- last post: 01.01.0001 12:00 AM PDT
I am suitably drugged up at the moment. I ended going to my doctor's place yesterday and he supplied me with something he assured me would ease the pain. I can't really say what it is, mostly because I can't remember, not that its some kind of illegal substance or anything, trust me.
Anyways I was watching the Habs and Leafs game (lifetime Montreal fan speaking) and now that the Habs have successfully won once again I am even more pleased.
While I was watching the game I was speaking with a friend on my cell. I was bored so I forced her into a conversation for the entirety of the game. I believe it was during the second period when there was all that goal scoring that my friend asked out of the blue, "So are you ever worried about how hard it is to get a book published?"

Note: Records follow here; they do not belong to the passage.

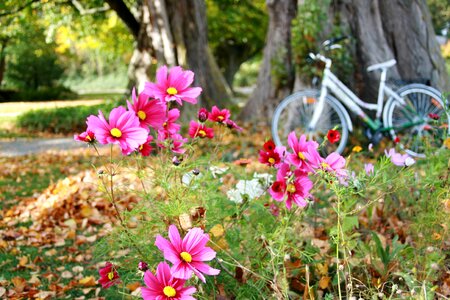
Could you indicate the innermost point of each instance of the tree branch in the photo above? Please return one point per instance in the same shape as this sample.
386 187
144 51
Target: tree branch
6 13
89 11
125 14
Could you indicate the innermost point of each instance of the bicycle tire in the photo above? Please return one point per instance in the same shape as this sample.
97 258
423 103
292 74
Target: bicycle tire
421 100
295 112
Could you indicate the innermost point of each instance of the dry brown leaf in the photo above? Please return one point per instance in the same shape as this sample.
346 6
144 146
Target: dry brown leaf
77 269
19 284
23 261
87 281
133 286
324 282
66 274
51 252
217 230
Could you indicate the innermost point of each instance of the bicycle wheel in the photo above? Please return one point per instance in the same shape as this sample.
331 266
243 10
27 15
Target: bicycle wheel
294 113
414 123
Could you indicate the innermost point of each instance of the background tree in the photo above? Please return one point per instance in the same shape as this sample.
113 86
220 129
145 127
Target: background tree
236 31
174 32
276 76
399 29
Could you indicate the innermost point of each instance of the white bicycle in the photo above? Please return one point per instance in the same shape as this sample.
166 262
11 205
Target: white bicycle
408 117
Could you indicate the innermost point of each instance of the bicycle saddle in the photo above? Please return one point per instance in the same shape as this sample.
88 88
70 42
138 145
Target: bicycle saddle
384 65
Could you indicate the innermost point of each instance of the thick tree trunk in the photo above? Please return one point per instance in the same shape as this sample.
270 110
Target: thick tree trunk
173 32
276 76
2 59
399 29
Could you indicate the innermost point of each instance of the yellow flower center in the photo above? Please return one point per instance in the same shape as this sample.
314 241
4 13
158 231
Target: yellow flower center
172 91
186 256
142 115
115 132
169 291
110 275
301 155
291 188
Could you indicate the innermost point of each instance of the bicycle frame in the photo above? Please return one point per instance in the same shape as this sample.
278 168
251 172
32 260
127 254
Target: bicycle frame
331 83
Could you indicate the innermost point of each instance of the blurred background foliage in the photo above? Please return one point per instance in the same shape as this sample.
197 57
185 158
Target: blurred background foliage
58 49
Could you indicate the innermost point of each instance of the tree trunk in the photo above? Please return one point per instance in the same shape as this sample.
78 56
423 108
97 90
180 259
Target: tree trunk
173 32
2 59
276 76
399 29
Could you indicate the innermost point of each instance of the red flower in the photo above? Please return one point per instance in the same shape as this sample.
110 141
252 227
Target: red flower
333 136
146 148
108 276
269 145
200 130
87 137
218 115
203 114
434 116
270 158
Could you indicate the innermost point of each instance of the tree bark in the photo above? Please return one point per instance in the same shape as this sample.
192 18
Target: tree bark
399 29
173 32
276 76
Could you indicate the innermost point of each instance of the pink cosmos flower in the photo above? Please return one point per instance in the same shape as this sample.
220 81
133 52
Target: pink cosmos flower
304 152
88 137
108 276
169 124
173 86
218 115
123 129
150 112
188 254
334 163
145 149
369 169
232 125
164 286
200 130
294 186
401 160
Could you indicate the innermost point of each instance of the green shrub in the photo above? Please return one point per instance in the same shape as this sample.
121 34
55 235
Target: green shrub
60 120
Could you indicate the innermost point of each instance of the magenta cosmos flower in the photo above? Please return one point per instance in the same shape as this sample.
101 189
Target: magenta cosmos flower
200 130
401 160
108 276
304 152
150 112
165 286
334 163
188 254
123 129
294 186
173 86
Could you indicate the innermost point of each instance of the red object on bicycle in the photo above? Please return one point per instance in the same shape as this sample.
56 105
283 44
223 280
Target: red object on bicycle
333 136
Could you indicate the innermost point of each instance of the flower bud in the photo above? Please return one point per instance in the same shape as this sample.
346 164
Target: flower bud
143 266
176 161
203 114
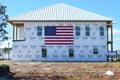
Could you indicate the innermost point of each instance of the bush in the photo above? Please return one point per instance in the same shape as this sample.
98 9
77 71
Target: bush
4 69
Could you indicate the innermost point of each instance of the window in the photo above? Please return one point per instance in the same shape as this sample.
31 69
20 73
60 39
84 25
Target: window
39 30
44 51
101 31
77 29
95 49
71 51
87 30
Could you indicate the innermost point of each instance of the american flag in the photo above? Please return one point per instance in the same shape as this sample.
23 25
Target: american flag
59 35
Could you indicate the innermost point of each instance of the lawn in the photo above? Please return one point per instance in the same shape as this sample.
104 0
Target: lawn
64 70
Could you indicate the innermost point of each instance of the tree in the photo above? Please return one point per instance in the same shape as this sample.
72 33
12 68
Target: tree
3 23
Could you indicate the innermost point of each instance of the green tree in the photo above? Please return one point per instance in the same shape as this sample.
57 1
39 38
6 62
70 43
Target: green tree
3 23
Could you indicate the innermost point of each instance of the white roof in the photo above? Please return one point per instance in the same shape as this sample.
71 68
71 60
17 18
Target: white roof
60 12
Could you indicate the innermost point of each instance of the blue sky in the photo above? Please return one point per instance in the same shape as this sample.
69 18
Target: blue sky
108 8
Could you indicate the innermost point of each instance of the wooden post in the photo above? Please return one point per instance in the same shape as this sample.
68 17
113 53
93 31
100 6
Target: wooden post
111 38
16 33
13 32
107 39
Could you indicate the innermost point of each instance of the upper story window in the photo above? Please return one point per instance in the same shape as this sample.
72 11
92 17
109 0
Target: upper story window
101 31
77 30
71 51
39 30
95 49
44 51
87 30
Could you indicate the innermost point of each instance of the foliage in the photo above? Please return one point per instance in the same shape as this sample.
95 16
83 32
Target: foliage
3 23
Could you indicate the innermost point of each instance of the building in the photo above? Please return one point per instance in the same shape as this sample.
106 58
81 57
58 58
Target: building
61 32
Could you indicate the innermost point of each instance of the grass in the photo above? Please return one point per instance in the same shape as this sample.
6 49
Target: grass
73 70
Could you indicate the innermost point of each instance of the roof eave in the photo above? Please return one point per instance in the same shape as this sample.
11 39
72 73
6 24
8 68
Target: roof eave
59 20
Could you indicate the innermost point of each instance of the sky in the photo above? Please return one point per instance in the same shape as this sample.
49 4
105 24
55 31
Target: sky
108 8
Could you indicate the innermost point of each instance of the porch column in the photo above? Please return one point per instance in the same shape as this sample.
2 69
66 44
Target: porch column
13 32
111 38
107 39
16 33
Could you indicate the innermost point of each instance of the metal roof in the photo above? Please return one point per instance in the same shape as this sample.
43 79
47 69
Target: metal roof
59 12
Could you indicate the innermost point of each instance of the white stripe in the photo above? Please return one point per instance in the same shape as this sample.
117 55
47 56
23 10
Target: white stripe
64 30
58 42
58 39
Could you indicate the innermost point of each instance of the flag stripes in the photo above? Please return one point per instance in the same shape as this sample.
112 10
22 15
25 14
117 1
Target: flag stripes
59 35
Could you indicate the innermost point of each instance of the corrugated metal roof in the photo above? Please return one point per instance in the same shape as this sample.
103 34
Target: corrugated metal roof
60 12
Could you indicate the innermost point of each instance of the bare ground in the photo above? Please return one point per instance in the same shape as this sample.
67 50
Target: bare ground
64 70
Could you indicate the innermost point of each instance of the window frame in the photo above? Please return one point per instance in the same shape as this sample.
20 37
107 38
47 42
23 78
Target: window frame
71 51
77 30
44 51
39 30
101 31
87 30
95 49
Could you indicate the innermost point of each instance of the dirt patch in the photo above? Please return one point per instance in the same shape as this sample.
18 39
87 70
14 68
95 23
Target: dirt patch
64 70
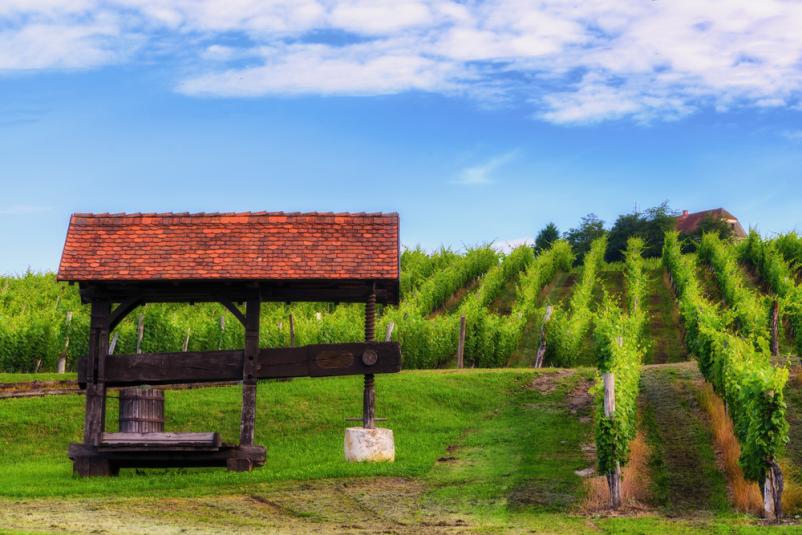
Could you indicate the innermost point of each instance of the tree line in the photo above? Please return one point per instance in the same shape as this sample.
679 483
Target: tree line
650 225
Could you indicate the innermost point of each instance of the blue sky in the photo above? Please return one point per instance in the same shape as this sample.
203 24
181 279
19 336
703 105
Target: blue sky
474 121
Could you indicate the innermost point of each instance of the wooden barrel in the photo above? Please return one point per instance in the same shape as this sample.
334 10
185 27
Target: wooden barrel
141 410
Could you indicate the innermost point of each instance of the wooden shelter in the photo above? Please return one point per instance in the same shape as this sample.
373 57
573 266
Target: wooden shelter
122 261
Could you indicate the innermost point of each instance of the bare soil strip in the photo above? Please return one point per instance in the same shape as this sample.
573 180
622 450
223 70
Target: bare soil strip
683 465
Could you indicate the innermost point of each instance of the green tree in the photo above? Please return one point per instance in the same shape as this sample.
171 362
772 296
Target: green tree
659 220
708 224
625 227
580 238
547 236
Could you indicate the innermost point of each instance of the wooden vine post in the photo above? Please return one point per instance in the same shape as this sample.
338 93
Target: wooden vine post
614 476
775 329
541 350
773 492
461 343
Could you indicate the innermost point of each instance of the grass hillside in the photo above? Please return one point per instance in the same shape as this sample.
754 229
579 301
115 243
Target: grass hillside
478 451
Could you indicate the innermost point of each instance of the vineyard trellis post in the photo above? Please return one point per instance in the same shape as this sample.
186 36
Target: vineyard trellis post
775 329
614 476
461 343
61 366
773 491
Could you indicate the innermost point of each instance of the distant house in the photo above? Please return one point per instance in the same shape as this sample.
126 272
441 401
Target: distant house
689 223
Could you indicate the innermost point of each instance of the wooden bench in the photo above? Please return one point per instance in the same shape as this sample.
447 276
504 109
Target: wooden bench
159 442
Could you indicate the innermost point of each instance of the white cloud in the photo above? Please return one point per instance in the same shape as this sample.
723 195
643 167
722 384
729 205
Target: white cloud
482 173
24 209
792 135
575 62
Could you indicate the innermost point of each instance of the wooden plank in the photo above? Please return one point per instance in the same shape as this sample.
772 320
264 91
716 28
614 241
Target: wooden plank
343 291
90 461
320 360
156 440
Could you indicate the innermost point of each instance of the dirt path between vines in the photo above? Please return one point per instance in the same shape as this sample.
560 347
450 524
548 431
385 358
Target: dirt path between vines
685 476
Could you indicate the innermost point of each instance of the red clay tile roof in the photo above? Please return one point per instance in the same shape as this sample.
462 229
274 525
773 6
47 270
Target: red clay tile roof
687 224
230 246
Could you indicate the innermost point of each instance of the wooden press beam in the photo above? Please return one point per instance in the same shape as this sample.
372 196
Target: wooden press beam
320 360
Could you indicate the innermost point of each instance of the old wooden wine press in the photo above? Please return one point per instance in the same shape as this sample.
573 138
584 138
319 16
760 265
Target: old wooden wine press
123 261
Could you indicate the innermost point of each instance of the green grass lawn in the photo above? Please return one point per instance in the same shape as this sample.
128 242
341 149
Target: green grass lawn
29 377
301 422
478 451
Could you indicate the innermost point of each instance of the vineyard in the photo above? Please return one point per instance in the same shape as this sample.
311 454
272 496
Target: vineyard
735 308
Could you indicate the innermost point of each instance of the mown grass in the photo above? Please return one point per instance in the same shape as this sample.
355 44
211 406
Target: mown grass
524 455
495 448
29 377
301 422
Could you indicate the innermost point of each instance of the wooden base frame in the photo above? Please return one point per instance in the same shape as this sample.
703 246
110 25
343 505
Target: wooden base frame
91 461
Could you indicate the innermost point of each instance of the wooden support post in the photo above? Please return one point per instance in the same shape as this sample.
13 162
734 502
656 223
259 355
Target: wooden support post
249 371
541 351
61 365
461 343
775 329
614 476
773 492
140 333
95 418
369 390
388 335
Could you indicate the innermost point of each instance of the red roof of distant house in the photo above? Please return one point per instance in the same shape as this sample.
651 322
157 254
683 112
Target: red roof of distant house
230 246
689 223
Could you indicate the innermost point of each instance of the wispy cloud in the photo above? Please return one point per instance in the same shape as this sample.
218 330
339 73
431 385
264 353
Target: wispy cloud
792 135
24 209
483 173
571 63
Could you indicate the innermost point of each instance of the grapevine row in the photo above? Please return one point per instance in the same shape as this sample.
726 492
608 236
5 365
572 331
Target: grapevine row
742 375
775 270
619 349
750 310
568 328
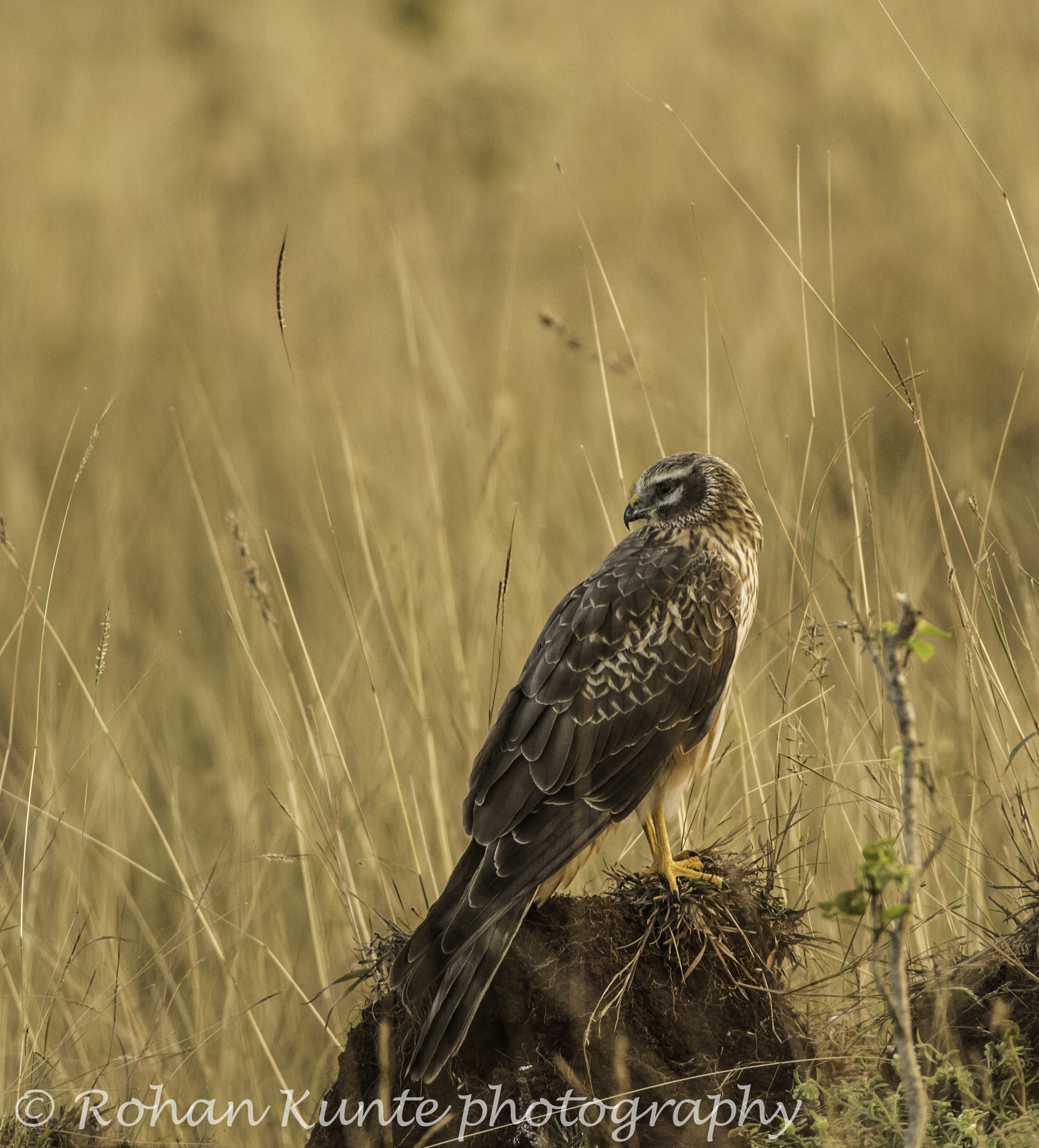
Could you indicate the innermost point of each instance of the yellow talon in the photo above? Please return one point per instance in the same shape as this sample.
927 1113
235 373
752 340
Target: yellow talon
682 865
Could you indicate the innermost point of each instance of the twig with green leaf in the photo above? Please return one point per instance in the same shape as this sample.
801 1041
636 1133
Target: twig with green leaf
891 648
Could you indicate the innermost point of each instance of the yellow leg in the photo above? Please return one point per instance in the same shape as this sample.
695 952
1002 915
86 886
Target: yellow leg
664 864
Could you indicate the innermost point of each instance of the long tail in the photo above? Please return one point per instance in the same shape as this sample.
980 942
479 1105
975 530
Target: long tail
456 951
464 981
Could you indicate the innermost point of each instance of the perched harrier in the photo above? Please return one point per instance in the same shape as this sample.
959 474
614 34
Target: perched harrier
621 702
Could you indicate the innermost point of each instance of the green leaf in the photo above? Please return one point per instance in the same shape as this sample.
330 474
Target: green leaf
1020 746
924 650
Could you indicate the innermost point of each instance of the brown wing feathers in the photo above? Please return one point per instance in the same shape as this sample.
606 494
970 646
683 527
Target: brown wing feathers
632 664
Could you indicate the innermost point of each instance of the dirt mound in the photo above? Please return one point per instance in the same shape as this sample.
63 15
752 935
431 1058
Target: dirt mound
635 993
971 1002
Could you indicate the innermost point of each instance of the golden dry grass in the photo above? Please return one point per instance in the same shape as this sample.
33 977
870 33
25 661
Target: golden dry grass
206 851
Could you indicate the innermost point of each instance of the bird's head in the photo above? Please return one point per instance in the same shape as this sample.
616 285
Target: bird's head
694 492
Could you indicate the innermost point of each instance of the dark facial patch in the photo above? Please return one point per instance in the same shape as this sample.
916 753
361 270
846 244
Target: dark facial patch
695 490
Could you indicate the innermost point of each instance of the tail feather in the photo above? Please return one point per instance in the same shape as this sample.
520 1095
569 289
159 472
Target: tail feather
464 983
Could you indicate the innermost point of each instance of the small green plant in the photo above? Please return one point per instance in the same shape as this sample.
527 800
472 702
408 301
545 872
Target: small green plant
984 1105
880 868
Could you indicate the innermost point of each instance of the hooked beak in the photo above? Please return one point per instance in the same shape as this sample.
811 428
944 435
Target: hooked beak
633 511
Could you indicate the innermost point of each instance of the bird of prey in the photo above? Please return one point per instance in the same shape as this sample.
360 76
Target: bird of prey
621 702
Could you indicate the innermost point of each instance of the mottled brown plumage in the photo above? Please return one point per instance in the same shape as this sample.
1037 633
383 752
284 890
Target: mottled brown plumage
621 702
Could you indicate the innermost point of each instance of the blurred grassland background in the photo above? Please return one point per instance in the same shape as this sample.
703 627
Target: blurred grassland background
201 852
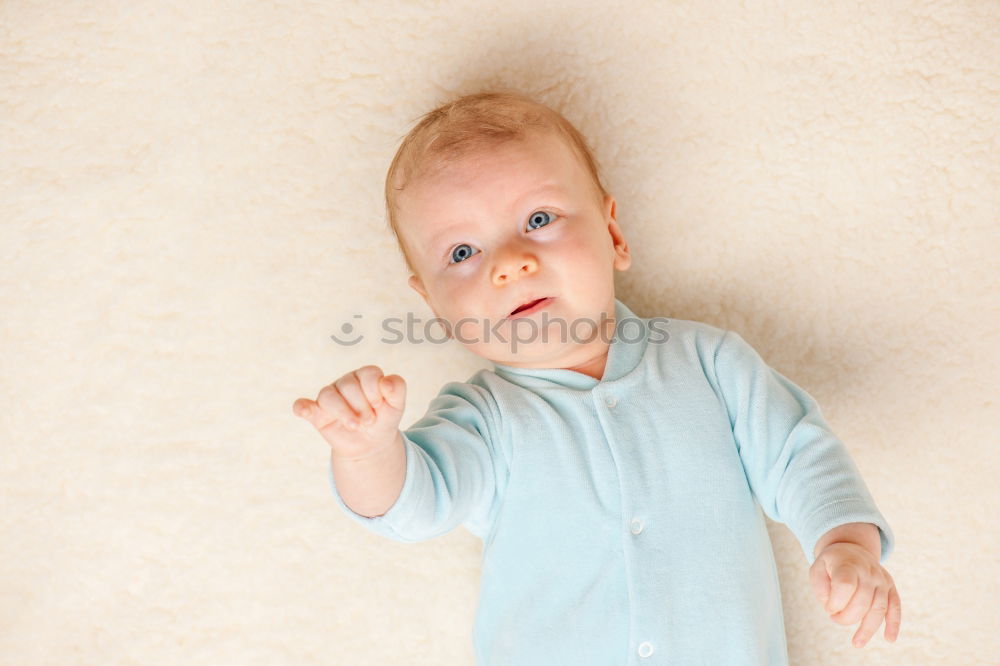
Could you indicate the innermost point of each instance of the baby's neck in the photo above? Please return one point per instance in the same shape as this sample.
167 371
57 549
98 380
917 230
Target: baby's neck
594 367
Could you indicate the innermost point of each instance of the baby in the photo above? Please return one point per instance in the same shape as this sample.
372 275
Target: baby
617 468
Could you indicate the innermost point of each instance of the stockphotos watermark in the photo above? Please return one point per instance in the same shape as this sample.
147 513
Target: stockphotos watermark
411 329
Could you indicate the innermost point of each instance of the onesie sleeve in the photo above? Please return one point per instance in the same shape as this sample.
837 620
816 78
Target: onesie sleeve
450 470
799 471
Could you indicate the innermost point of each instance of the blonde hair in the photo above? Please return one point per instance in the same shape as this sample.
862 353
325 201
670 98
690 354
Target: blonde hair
470 124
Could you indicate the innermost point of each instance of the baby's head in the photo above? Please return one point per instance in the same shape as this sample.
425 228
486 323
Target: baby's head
496 201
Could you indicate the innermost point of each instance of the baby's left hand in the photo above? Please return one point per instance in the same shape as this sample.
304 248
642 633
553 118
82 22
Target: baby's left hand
852 584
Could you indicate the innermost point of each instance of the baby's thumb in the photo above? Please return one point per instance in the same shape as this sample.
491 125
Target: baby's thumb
819 579
393 388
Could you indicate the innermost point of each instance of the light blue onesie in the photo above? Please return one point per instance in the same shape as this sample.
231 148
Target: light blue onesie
618 517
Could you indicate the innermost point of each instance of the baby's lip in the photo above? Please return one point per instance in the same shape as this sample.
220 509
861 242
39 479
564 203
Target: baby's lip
531 302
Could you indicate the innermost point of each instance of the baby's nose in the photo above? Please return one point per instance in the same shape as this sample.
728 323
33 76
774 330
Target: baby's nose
513 268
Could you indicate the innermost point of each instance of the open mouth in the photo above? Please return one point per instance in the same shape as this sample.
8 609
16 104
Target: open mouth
530 306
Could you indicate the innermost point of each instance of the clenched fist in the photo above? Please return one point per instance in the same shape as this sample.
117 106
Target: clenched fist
358 415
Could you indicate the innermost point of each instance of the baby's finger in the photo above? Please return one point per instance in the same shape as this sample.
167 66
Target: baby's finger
894 616
857 606
350 388
304 408
335 408
843 583
369 376
873 618
393 388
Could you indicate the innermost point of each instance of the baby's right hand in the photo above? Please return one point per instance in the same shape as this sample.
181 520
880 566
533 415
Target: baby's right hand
358 414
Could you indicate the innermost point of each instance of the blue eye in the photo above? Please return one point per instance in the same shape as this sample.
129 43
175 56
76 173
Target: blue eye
461 253
539 219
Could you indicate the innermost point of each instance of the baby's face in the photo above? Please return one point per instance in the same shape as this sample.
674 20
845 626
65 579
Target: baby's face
506 227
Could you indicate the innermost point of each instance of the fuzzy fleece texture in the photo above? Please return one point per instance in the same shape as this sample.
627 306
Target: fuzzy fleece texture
190 205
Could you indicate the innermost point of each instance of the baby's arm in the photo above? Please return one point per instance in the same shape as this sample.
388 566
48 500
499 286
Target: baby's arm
415 484
803 475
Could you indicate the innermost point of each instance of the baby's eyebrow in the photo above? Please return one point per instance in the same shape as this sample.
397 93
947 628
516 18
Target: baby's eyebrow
439 239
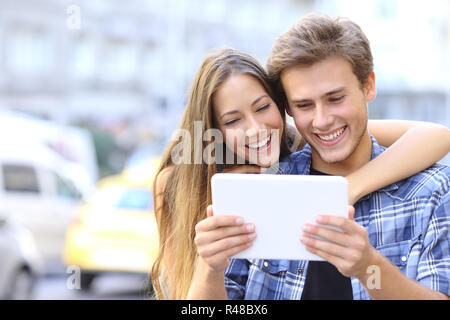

At the time I didn't really have a response, mainly because my personal feelings on the matter are long-winded and I was already using up most of my monthly limits for my cell. I figured I'd just pass along the URL to this page and let her read it.
There is a big misconception I'd say, about the problems facing a lot of authors trying to get their writings published. There's a saying amongst many non-proffesional authors that everyone has a novel inside of them. That is most likely, one of the most misconstrued statement around these parts.
Curiously unsatisfied with the idea that being a successful novelist requires the ability to write books that a consistently large number of people are prepared to buy, jaded scribblers search instead for an explanation that will permit them to retreat with their pride and delusions intact.
Cynical of me? Yeah I guess, but it's the truth. How many unsuccessful writers will you hear say things like, "Oh the audience wasn't there for my book." I don't think you'll find too many authors who'll make the statement that people didn't buy their book because it was dull.
The thing is, publisher's and agents are just as human as other people. They are always looking for the 'Next Big Thing'. I assure you that they're sitting there imagining the day that a manuscript lands on their desk that is the next Harry Potter. Both of them. They like to sit behind a wall of professionalism, but truth is stranger than fiction, and its certainly true that they'll take risks to unload good money into bad books, just because they think it's going to be big. Quality not withstanding.
So no, there isn't really this luring behemoth standing in the backgrounds of the writing industry. You could probably say that the industry is too open these days. There's too much medicore crap lining the shelves these days.
Publishers burrow way too much money into bad ideas that look like they have a chance of succeeding in the market and in the process netting them a big pocket of change. This isn't a bad thing necessarily, but they do it so often, that when the big name novel finally does come by, it gets burried and clumped together with these mediocore titles and it doesn't get the exposure it deserves.
Successful novelists can typically say that their success was the product of a series of accidents.
Tom Clancy is a good example. How well do you think his earlier novels would have done if Ronald Reagen hadn't stepped off of Air Force One, flashed that winning smile and held up The Hunt for Red October and grandly declared it to be "a really good yarn"?
These are my own opinions on the industry itself, so don't take them too seriously, but I'd say I'm quite accurate in my proclamation.
So when I say that I don't want to turn in one of my original novels to a publisher until I'm certain it'll be a success, I don't mean just that it will meet the publisher's expectations, or whatever agent I can find, I mean that I want it to exceed everyones expectations, even my own. I don't want to be clumped together with other hopefuls, throwing out their hopeful shot. I wish for my own novel to be a success in its own league.